Dé Máirt 29 Aibreán 2008

To dinner, from hell.

Pauline's parents are in the middle of splitting up after 30 years of marriage and Pauline thought it a good idea to invite me, her Mom, Mary, and two of Pauline's (other?) closest friends around for dinner, Concepta and Helen.
Pauline, Pauline, Pauline... If only I knew at the time that I'd spent two hours in hell with a half cooked potato in front of me I'd've stayed at home and watched Desperate Housewives. I hate Desperate Housewives.
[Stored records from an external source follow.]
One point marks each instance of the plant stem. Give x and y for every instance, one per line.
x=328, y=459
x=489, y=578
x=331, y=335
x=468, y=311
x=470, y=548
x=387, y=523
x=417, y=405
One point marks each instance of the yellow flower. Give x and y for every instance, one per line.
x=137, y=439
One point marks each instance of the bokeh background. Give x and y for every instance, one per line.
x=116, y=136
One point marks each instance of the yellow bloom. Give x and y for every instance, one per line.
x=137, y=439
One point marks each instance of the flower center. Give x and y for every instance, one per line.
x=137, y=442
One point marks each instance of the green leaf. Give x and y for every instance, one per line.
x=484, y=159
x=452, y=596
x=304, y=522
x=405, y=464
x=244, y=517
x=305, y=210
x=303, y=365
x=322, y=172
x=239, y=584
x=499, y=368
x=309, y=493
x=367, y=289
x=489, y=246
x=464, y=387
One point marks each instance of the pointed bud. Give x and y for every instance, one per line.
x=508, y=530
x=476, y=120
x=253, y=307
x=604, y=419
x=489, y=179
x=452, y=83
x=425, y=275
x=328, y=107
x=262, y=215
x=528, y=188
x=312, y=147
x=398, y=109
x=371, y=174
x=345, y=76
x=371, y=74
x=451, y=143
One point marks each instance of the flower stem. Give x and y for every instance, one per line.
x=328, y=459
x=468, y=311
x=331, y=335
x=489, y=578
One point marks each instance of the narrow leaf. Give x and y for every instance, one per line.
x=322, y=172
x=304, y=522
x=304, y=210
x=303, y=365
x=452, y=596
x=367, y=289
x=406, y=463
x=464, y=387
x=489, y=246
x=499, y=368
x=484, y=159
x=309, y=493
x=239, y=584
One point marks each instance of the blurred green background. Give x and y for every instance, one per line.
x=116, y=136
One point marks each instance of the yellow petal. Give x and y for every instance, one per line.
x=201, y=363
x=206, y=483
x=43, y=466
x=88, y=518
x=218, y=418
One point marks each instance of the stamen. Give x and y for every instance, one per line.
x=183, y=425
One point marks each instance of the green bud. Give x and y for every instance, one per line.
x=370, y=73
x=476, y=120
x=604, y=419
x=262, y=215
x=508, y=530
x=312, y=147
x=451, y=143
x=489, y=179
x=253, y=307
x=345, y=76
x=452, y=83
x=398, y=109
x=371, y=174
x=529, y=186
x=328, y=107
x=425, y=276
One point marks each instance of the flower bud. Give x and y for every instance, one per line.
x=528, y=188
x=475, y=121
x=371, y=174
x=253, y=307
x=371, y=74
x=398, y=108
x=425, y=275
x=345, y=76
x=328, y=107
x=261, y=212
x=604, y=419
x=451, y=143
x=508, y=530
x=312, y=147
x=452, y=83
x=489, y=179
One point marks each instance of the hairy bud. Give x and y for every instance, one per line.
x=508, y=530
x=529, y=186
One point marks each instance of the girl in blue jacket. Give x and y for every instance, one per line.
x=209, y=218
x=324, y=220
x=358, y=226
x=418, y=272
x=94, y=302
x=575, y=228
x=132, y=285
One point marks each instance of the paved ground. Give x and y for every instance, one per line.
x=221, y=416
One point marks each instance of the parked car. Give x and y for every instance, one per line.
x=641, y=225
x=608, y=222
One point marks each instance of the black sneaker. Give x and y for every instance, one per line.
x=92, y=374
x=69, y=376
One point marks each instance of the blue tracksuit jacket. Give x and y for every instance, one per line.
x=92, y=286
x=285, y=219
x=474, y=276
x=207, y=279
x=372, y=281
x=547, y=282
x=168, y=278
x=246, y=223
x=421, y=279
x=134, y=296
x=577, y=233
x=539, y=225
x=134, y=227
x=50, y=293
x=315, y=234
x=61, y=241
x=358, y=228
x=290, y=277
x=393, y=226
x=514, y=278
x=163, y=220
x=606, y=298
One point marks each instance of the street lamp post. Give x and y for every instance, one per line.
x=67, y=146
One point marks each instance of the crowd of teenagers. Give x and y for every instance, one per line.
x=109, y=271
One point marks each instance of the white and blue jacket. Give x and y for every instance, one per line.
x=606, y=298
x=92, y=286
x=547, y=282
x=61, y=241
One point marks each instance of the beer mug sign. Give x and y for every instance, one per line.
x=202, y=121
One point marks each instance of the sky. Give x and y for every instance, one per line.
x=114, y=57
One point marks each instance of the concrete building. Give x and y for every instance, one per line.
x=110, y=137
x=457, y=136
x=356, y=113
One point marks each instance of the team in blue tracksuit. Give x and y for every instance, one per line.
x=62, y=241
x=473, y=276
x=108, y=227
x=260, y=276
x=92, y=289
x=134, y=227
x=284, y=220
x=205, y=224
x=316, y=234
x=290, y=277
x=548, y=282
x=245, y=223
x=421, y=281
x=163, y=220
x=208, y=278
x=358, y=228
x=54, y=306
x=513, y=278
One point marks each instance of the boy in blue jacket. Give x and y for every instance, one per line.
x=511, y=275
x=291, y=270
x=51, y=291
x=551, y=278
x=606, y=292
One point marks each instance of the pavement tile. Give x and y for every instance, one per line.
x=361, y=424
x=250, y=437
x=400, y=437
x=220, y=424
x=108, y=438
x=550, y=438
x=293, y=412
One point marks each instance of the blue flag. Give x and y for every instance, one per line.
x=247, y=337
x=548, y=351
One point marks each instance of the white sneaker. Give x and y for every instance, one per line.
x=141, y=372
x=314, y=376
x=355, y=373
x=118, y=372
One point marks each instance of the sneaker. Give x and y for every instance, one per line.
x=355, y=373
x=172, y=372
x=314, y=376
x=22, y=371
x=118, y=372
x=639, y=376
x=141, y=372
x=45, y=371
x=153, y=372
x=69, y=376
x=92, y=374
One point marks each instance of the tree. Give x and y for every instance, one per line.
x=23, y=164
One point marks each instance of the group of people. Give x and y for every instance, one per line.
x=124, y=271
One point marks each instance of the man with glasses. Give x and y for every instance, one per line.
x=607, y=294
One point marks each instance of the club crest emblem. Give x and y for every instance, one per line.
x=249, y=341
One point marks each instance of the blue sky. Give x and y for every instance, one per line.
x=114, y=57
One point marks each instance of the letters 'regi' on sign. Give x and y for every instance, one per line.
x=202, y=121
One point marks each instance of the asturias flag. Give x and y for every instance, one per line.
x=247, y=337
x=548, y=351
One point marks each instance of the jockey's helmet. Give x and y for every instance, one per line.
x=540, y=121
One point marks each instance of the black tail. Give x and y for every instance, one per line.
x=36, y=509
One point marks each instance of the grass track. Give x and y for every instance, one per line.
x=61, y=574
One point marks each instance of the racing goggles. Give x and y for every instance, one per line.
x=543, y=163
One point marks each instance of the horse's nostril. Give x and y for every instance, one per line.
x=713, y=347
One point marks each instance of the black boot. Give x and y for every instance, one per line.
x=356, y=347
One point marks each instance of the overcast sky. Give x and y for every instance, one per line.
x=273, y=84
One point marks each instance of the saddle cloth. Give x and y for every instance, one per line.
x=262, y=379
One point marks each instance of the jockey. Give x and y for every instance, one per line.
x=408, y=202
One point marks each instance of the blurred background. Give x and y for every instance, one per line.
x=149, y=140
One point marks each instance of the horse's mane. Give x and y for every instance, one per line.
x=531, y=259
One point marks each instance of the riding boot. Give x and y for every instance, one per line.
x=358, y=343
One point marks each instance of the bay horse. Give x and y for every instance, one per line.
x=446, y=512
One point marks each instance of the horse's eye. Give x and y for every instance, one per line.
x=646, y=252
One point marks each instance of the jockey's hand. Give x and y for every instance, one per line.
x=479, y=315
'The ice-cream's melting. Like something you're father would do, forget to pick up the ice-cream'
'I know, what a cunt'.

Well, wasn't that a nice. I'd didn't quite know or care if Pauline's Dad had ever forgotten ice-cream or in some way screwed her life over with ice-cream but I knew that I was going to have to nod. Soon.

'Ah, well, yes...'

Everything. Anything. Her mom managed to bring it back to the inadequacies of the husband, sorry, the adulterer, and I'd have to nod, again, and soon.

'Wine, anyone? asks Pauline. The mother didn't drink. Helen was a teetotaler and Concepta was on a diet.

Concepta, bless her buck teeth, tried her best to hold her own in the conversation adding:

'My sister has just found out that she's pregnant - and that's she seven months gone!' Thanks for that Concepta. Useless AND weird. Scoring on all fronts, are we?

'Well', Mary started, 'I remember when I was pregnant with Pauline. Ah, Jesus, I was nearly killed with the morning sickness. Isn't it great that she missed the morning sickness? It is, ya. I wasn't so bad with Martin when I had him but Pauline, Jesus, was I nearly dead.

I choke on overovened rice (believe!). I knew two crucial facts at that point: Pauline and Martin have been adopted since birth and I only had half a bottle left of white. Shit one, indeed. Shit one.

I swallowed. She went on, of course.

'Will I ever find anyone again?'.
'Of course you will. Sure, my Dad has found someone and is going out with her for two years now and well all accept her and...' Concepta said as I now started on the red. I hate red.
'What does your mother think?' said Mary.
'She's dead'. Silence.
'Since when?'.
'Three years'.
'How?'.
'Cancer'.
'Where?'
'Brest'.
Oh. Fucking. Hell.
'Chemo?'.
'No'.
'Ah'.
'Ah'.

God, if you're there... 'Wine, anyone? asks Pauline. I'd suck it through a straw right now.

'And sure, Helen, you're having the sex now anymore now sure. How's that working out for you?' Mary went on. Helen reddened. I was trying to remember the 'Our Father'.
'Fine now, just, ya know, trying to get myself back to myself again sure'.
'And you don't drink now either?'
'No'.
'Then, what do you do?
'Aromatherapy'.
'Ah'.
'Ah'.

...agus ná lig sinn i gcathú...
'And you, Jim? Boyfriend?'
'No?' I sip.
'Just broke up with someone then?'
'No. No. Just Jim'. I'm out, I've no more red left.
'Parents?'
'Yes'.
'Together?'
I presumed at this point that soda water gave her gas and sporadic monosyllabicism. Poor bitch.
'Yes. Thirty five, no, thirty seven years now but, sure, ya know yourself, good years and bad years now' scrathching the back of my ear for inspiration.
'Well, I was thirty years married. Just. You. Wait!'.

I hate my ear right now.

It went on. And on. And on. I understand that Mary needed to vent. I understand that Helen needs to find herself. I understand that Aishling's sister's dim. I realise that Pauline didn't provide enough wine for me or herself. I'm not that shade of gay who nods and hates people when other people hate them. I'm not that shade of guy who handles awkward 'oops, isn't she adopted?' situations well. I'm a gay man, not Bella.

Her Mom cleaned up. She excused herself and said that we redeemed her last thirty years.